Last week I was testing a security hole exploit which installed more than a dozen programs on my test PC without any notice or consent. Among the unrequested screens appearing on my test PC was the image shown at right (top). This first screen apparently seeks my consent to install 180 — but like the 180 notification described in the preceding sections, nowhere does this screen explain 180’s relevant characteristics and effects. The screen mentions “180search Assistant” and “2-3 advertiser referrals” — but nowhere does it mention that 180’s “referrals” are actually pop-up ads. The screen says that referrals will be “based … on … websites you visit,” but it fails to disclose that website visit data will also be sent to 180’s servers.

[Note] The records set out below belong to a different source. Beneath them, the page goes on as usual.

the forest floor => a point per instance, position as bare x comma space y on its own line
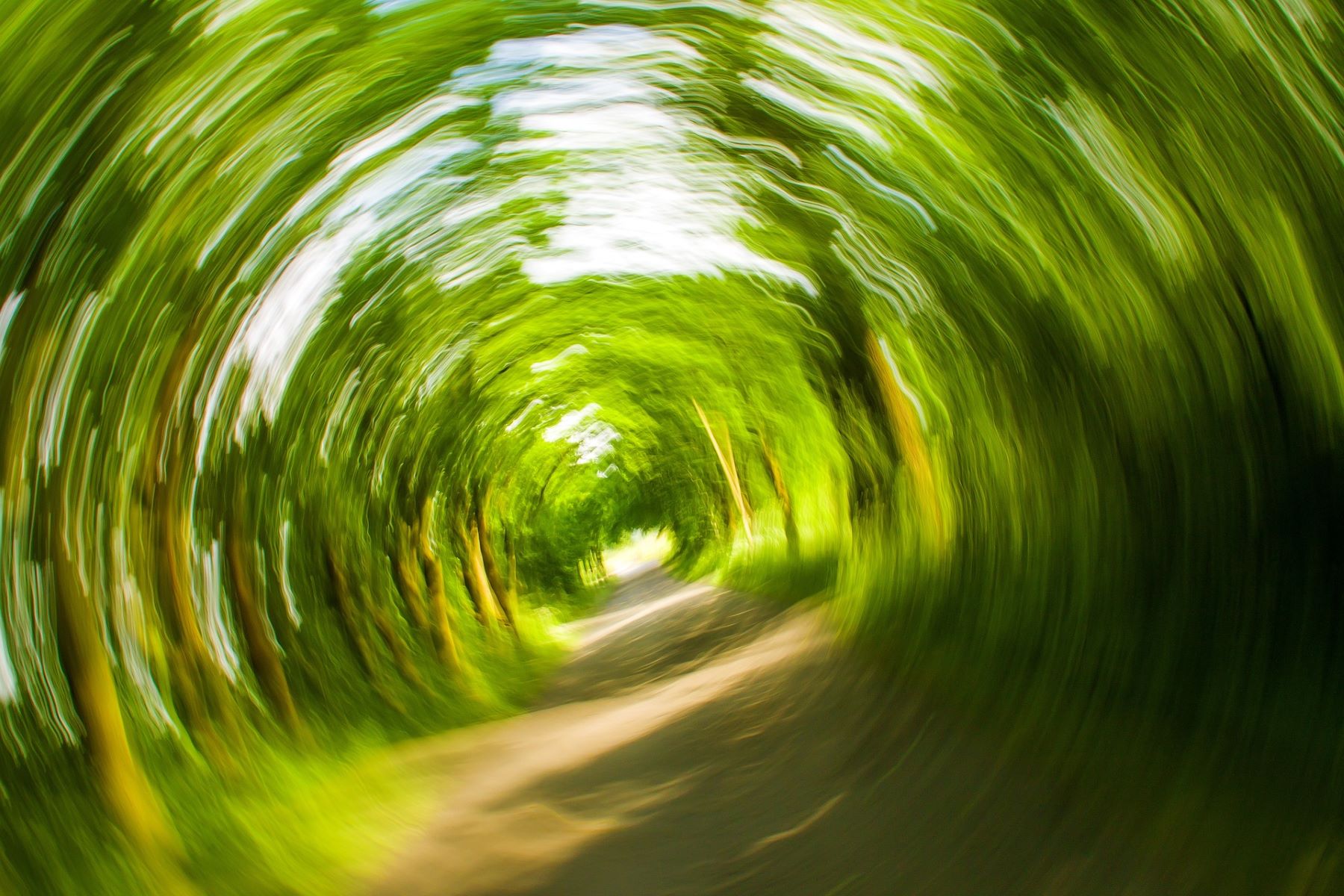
702, 741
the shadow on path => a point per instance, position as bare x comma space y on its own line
706, 742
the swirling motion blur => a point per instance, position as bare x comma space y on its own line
337, 341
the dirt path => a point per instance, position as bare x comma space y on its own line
706, 742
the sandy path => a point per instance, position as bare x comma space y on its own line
706, 742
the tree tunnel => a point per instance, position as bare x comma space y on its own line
339, 340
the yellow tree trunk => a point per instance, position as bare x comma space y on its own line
441, 630
262, 652
781, 492
125, 790
491, 567
730, 470
910, 441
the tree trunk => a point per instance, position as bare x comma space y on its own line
492, 571
473, 575
441, 632
262, 652
909, 437
408, 574
730, 472
84, 657
781, 492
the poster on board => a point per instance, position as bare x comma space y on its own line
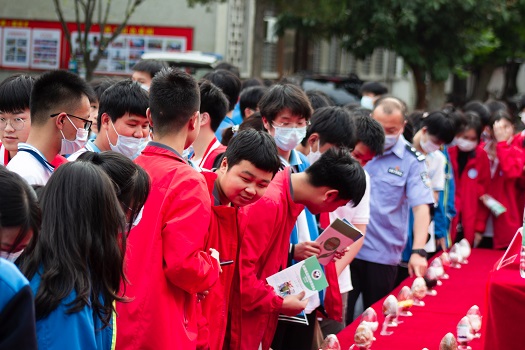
45, 49
16, 48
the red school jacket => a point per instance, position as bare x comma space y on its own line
165, 262
265, 229
504, 188
472, 184
224, 237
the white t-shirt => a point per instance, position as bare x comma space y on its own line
357, 215
436, 169
29, 167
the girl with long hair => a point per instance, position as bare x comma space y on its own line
75, 265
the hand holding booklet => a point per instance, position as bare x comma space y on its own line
335, 238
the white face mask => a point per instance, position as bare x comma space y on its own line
314, 156
367, 102
466, 145
126, 145
390, 141
288, 138
10, 256
70, 147
428, 146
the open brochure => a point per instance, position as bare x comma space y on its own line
306, 275
335, 238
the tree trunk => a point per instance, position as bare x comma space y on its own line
437, 97
458, 96
258, 38
421, 88
483, 75
511, 75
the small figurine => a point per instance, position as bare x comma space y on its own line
431, 280
465, 249
419, 290
456, 257
369, 317
448, 342
405, 301
465, 334
330, 343
445, 260
363, 338
474, 316
390, 310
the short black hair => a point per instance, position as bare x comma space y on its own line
257, 147
482, 111
250, 98
473, 121
55, 90
251, 82
374, 87
334, 125
15, 93
285, 96
152, 67
369, 132
100, 85
174, 97
499, 115
443, 124
213, 102
319, 99
229, 83
123, 97
337, 169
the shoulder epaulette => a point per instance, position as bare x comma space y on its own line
412, 150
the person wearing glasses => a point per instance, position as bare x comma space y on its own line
59, 125
122, 123
15, 121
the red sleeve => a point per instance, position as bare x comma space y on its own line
511, 160
482, 212
183, 237
257, 225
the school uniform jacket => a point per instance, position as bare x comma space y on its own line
224, 237
165, 262
265, 228
504, 188
472, 184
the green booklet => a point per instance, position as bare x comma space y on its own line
306, 275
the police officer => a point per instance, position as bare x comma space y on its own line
399, 181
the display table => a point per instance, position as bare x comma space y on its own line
504, 326
441, 314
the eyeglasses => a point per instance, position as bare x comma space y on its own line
87, 123
292, 125
16, 123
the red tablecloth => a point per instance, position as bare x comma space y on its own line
441, 314
504, 322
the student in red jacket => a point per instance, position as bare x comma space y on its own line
247, 168
166, 264
472, 180
506, 167
265, 228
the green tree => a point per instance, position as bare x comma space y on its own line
88, 13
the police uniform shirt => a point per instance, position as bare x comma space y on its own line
399, 181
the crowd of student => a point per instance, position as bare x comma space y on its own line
148, 213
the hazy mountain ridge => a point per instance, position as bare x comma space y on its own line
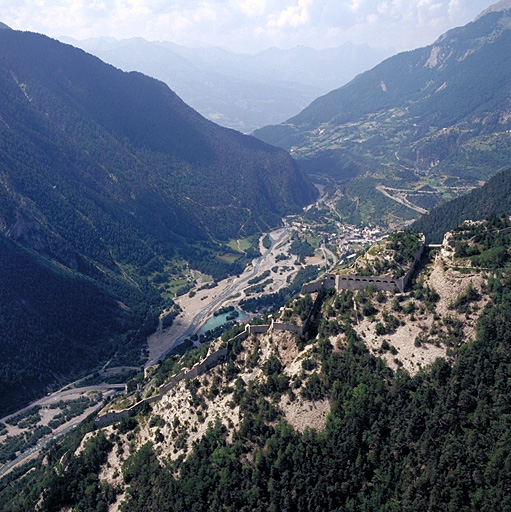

So the screen fails to mention the relevant facts users need to know in order to grant informed consent.

180’s stub installer does mention an external license, available via a blue link from within the stub. I clicked the link and received the image shown in the second screen at right. Notice the web browser showing 180’s license — in a small window, requiring eight screens to view in full. Worse, although I had clicked the “Terms and Conditions” link to request the license, 180’s large stub installer still largely covered the license. It was extraordinarily hard to read the license, even when I maximized the license to fill the rest of the screen, because roughly half of each line of text was covered by the stub window. (Notice that the license window is “active” (blue title bar highlighting) while the stub “Setup” window is “inactive” (grey).) This is not a one-time fluke; to the contrary, the stub consistently remains on top of the license (and all other windows), contrary to Windows standards. Savvy users may realize they can move the stub out of the way by dragging its title bar. But the ordinary windows Minimize button is missing from the stub’s window, eliminating the easiest way to hide that screen.

On one test PC, I pressed “Finish” in the stub, and 180 installed immediately.

On another test PC, I mimicked the choice of a user who didn’t want 180. I pressed “Cancel” in the stub, and I was then shown the third screen at right. This window claims that “without [180], [a user] may lose access to free games, music, toolbars, and other downloads.” This statement may be accurate as to some installations, but in the security exploit I received last week, I had requested no games, music, toolbars, or other download — so there could be no loss of access in the way the dialog box claimed. This statement was therefore false, as applied to me.

Consider a user who presses “Cancel” in the first screen, but then decides to give 180 a second chance on the strength of the second dialog. When the user presses “Resume” in the second box, the user has not yet accepted 180’s license agreement — probably failing to read it initially (since the user decided to press Cancel, not wanting 180) and certainly failing to accept it. Nonetheless, 180 immediately installs, without offering any further opportunity for a user to access the license or to decline installation. So in 180’s view, the “Resume” button in the second box actually means “I accept the license linked from the prior box but not available on this screen.” That’s a tall order — certainly not what the box plainly says, or what typical users will expect to occur if they press Resume.

Here too, 180 could do much better. 180 could provide a clear description of its effects, using ordinary terms (“pop-up ads”) users can readily understand. 180 could present its installation request with appropriate branding — colors, logo, font, and other characteristics that match 180’s other marketing material. 180 could present its license in a way users can readily read. And 180 could refuse to install when user consent is at best ambiguous (“resume”).

180 is promoting this “stub” installation procedure as a solution to nonconsensual installs. If all 180’s distributors switch to this new installation method, perhaps fewer distributors will be able to infect users in complete silence. But the stub’s tricky text and poor disclosures mean users will still receive 180 software without being fairly told what it is and what it will do to their computers. That’s a far cry from the “informed consent” 180’s press release promises.